With Washington increasingly consumed by the November elections, President Barack Obama will spend much of his final year in office traveling the country and the world.
He has two trips to Asia, two more to Europe and another to Latin America on his calendar, and a second to Latin America will most likely be added, according to administration officials. And before the tires on Air Force One cool from each of those trips, the president will jog up the stairs of the plane for numerous jaunts around the United States to campaign and raise money for Democratic candidates, as well as to host foreign leaders outside Washington.
More travel is something almost every modern president has sought to do in his last year in office, said Elaine C. Kamarck, a presidential scholar and a senior fellow at the Brookings Institution.
"They have so much more latitude to accomplish things in foreign affairs at the end than they can domestically," Kamarck said. "And that's particularly true for Obama, who not only has a Congress of the opposite party but one that is irretrievably hostile to him."

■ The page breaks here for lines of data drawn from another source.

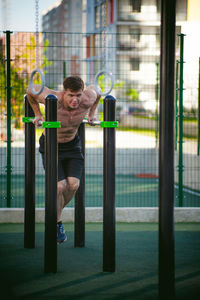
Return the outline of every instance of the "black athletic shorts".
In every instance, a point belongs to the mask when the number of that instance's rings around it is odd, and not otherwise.
[[[45,137],[42,134],[39,139],[39,152],[42,155],[42,162],[45,168],[44,140]],[[58,143],[58,181],[66,179],[66,177],[76,177],[80,179],[83,166],[84,158],[78,135],[68,143]]]

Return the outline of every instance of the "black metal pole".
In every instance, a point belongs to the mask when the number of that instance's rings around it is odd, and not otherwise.
[[[80,186],[75,195],[74,247],[85,246],[85,124],[81,124],[78,134],[82,144],[84,168]]]
[[[46,121],[57,121],[57,97],[45,99]],[[57,128],[45,129],[44,271],[57,272]]]
[[[34,112],[25,100],[25,117]],[[35,125],[25,123],[25,201],[24,201],[24,247],[35,247]]]
[[[104,121],[115,121],[115,98],[104,99]],[[103,272],[115,272],[115,128],[104,128]]]
[[[7,98],[7,207],[11,207],[11,65],[10,65],[10,34],[6,31],[6,98]]]
[[[161,2],[159,299],[174,299],[174,68],[176,1]]]

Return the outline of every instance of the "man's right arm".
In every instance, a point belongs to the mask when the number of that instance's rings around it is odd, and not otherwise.
[[[38,89],[39,88],[40,86],[38,86]],[[34,86],[34,89],[37,90],[37,85]],[[33,120],[33,123],[36,126],[41,126],[41,122],[44,121],[44,117],[40,110],[40,103],[45,104],[45,98],[48,94],[50,94],[50,91],[51,90],[49,90],[47,87],[44,87],[43,91],[39,95],[34,95],[31,92],[30,86],[28,86],[27,88],[27,98],[35,114],[35,119]]]

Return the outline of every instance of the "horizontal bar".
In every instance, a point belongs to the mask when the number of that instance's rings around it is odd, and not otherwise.
[[[101,127],[102,128],[116,128],[116,127],[118,127],[118,122],[117,121],[104,121],[104,122],[101,122]]]
[[[35,118],[34,117],[23,117],[22,122],[23,123],[31,123],[33,122]],[[60,128],[61,124],[60,122],[42,122],[39,121],[39,125],[42,126],[42,128]]]
[[[23,117],[22,122],[23,123],[31,123],[35,118],[34,117]]]
[[[60,122],[43,122],[42,128],[60,128],[61,124]]]
[[[32,117],[23,117],[22,122],[24,123],[31,123],[34,120]],[[93,121],[92,123],[89,123],[88,120],[83,120],[83,124],[91,124],[93,126],[100,125],[102,128],[115,128],[118,127],[117,121]],[[60,128],[61,124],[60,122],[42,122],[43,128]]]
[[[88,120],[84,119],[82,121],[84,124],[90,124]],[[91,123],[91,125],[100,125],[102,128],[115,128],[118,127],[117,121],[94,121]]]
[[[84,120],[82,121],[82,123],[83,123],[83,124],[90,124],[90,123],[88,122],[88,120],[86,120],[86,119],[84,119]],[[101,125],[101,122],[100,122],[100,121],[93,121],[93,122],[92,122],[92,125]]]

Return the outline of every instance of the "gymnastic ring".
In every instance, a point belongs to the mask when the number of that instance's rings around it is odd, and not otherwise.
[[[102,92],[101,89],[99,88],[98,86],[98,80],[99,80],[99,77],[101,75],[107,75],[108,77],[110,77],[111,79],[111,87],[110,89],[107,91],[107,92]],[[108,72],[107,70],[100,70],[96,75],[95,75],[95,78],[94,78],[94,86],[95,86],[95,89],[97,91],[98,94],[100,94],[101,96],[106,96],[108,95],[112,89],[113,89],[113,86],[114,86],[114,77],[112,75],[111,72]]]
[[[39,91],[36,91],[36,90],[34,89],[34,85],[33,85],[33,76],[34,76],[36,73],[39,73],[39,74],[40,74],[41,81],[42,81],[41,88],[39,89]],[[34,95],[39,95],[39,94],[43,91],[44,85],[45,85],[44,74],[42,73],[42,71],[41,71],[40,69],[34,69],[33,72],[31,73],[31,78],[30,78],[30,89],[31,89],[31,92],[32,92]]]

Obama has often told audiences that his favorite presidential perk is having his own plane, but he has noted that "my lease is running out." So it appears, while he still has the opportunity, that he is going to put that plane to a lot of use.
"The president will be focused on finishing strong on his foreign policy agenda, including implementation of the Iran deal, ratification of TPP, follow-through on the Paris climate change accord and making the Cuba normalization irreversible," said Benjamin J. Rhodes, the president's deputy national security adviser, referring to the Trans-Pacific Partnership trade accord.

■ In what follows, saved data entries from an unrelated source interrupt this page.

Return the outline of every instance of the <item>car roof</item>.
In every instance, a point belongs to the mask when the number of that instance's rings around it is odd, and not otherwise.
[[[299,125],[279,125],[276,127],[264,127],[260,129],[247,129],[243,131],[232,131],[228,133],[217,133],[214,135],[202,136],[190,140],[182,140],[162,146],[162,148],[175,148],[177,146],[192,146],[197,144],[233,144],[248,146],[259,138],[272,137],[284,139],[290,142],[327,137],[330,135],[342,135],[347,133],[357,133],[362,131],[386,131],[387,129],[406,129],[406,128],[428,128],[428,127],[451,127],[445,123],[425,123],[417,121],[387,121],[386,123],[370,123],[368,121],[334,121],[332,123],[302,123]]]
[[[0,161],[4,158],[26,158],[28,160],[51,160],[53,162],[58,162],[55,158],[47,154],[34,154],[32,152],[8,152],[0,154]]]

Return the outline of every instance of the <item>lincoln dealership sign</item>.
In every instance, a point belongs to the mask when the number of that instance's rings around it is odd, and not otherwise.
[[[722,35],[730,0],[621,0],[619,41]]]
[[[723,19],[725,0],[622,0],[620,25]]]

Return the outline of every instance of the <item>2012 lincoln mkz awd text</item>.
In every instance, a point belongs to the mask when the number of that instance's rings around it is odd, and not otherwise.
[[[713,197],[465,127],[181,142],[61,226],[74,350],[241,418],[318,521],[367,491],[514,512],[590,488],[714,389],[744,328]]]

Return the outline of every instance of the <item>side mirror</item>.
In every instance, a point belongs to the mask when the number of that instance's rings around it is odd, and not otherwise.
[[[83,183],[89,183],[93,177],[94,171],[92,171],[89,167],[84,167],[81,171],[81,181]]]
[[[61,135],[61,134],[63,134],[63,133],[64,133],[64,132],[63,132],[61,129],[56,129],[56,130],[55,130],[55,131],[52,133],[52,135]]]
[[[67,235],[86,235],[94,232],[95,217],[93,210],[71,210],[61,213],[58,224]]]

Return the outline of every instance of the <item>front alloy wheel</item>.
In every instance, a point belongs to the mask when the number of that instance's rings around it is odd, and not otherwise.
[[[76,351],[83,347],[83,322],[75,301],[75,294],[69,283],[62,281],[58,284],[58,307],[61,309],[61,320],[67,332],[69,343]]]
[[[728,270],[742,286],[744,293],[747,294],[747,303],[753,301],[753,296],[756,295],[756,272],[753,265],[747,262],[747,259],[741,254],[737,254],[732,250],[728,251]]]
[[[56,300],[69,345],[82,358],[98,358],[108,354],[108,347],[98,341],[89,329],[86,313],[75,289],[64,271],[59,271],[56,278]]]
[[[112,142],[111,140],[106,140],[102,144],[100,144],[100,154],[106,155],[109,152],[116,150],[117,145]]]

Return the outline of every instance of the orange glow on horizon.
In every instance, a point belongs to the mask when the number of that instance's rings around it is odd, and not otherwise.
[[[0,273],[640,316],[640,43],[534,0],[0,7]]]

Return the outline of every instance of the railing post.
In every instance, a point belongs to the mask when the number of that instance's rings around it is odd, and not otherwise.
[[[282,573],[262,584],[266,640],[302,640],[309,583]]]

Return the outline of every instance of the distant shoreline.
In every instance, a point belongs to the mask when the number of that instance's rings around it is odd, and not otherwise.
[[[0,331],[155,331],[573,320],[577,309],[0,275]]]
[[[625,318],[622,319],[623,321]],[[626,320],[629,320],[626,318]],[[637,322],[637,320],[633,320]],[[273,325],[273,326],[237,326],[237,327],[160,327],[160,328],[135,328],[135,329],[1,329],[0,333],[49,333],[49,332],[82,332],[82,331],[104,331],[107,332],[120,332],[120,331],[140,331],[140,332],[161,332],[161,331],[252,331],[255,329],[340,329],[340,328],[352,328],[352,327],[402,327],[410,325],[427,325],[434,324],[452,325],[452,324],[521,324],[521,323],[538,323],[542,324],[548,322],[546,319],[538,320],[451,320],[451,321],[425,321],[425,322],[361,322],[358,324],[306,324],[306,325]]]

Indeed, Obama's first major event outside Washington that is already on his calendar for 2016 is a trip on Feb. 15-16 to Sunnylands in Rancho Mirage, California, to host the leaders of the Association of Southeast Asian Nations, or ASEAN. It will be the first time those leaders will gather in the United States.
Then he has trips to Japan in May for a Group of 7 summit meeting and another to China in September for the Group of 20. There are likely to be additional stops in Asia during both trips, including a confirmed trip to Laos in September and a visit to Vietnam in May that is still being worked out.

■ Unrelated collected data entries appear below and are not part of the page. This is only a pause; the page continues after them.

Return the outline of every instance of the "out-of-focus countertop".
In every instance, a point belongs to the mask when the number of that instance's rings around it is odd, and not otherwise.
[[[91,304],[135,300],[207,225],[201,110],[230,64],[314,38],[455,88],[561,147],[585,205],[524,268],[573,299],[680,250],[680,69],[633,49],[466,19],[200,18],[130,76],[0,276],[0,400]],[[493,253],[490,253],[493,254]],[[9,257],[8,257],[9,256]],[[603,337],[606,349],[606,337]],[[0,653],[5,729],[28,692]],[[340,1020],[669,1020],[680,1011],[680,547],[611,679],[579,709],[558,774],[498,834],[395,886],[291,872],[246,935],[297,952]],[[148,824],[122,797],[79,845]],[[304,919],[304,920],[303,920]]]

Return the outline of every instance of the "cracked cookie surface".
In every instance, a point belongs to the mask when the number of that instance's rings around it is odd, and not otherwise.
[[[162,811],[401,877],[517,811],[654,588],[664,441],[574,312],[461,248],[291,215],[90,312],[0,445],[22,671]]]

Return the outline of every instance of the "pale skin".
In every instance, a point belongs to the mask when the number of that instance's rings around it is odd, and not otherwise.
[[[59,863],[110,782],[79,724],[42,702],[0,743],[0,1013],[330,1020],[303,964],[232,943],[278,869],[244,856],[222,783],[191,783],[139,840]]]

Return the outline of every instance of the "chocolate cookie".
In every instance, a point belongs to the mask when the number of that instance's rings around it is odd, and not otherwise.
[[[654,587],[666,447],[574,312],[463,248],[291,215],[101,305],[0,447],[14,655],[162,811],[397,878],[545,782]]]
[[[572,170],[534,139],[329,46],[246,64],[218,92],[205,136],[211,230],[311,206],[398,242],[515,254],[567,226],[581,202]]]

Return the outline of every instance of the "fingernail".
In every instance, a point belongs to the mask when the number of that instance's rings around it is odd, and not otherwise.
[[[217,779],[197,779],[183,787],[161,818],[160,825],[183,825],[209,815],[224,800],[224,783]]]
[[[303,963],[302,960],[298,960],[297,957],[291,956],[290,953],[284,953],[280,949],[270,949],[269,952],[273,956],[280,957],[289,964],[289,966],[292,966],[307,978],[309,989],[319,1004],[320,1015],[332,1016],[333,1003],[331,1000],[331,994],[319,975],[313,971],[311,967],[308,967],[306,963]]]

Evan S. Medeiros, a former senior adviser for Asia in Obama's White House, said the Sunnylands summit meeting and the two Asian trips would go a long way toward assuring Asian nations that the United States was serious about making the region a priority.
"A trip to Vietnam would be a big deal," Medeiros said. "It would reinforce Vietnam's strategic options in the face of Chinese coercion."
In late April, Obama will travel to Germany to meet Chancellor Angela Merkel and to participate in the Hannover Messe - the world's largest trade show for industrial technology. The president's participation in the event is intended to showcase U.S. innovation and to highlight the United States as a prime investment destination, according to the White House.
This summer, Obama will travel to Poland to participate in a NATO summit meeting. He will almost certainly add more countries to both of these European excursions.
The European trips are intended not only to further the administration's foreign policy goals but to highlight - in the midst of what by then will be a heated presidential contest - how well the United States is doing compared with Europe, which has been mired for years in a fitful economic recovery and swamped by a refugee crisis.
"When Obama goes abroad, you're reminded how well the United States is actually doing and how much people like the president," said Tommy Vietor, a former National Security Council spokesman for Obama. "It's an explicit rebuke to the notion that America is in decline or that he's unpopular."
In November, Obama will travel to Peru for the Asia-Pacific Economic Cooperation meeting, but there is almost certain to be another visit to Latin America as early as March. That trip could include a stopover in Cuba and another in Colombia, where a final peace deal between the government and the Revolutionary Armed Forces of Colombia, or FARC, is scheduled to be signed on March 23. President Juan Manuel Santos of Colombia will visit the White House in February.
In addition, Obama intends to visit Argentina, where the recent election of President Mauricio Macri promises far better relations between the two Western powers.
The president will "work to capitalize on the United States' significantly strengthened position in the Americas - including his normalization with Cuba, supporting the pursuit of peace and security in Colombia, and engaging new leaders like the new president of Argentina," Rhodes said.
Obama has spent little time in Latin America, but visiting the region during an election season when Hispanic votes will prove crucial in many states has obvious benefits.
His easing of tensions with Cuba has been fiercely opposed by many Republicans, including Sens. Marco Rubio of Florida and Ted Cruz of Texas, both leading presidential contenders and children of Cuban emigres. But polls suggest that Obama's Cuba policy is widely popular, particularly among Hispanics.
Administration officials believe that, rather than waiting for the Castro government in Cuba to loosen its grip on power before making a presidential visit there, Obama can use his presence to help create momentum toward democracy that the Castros will be unable to stop.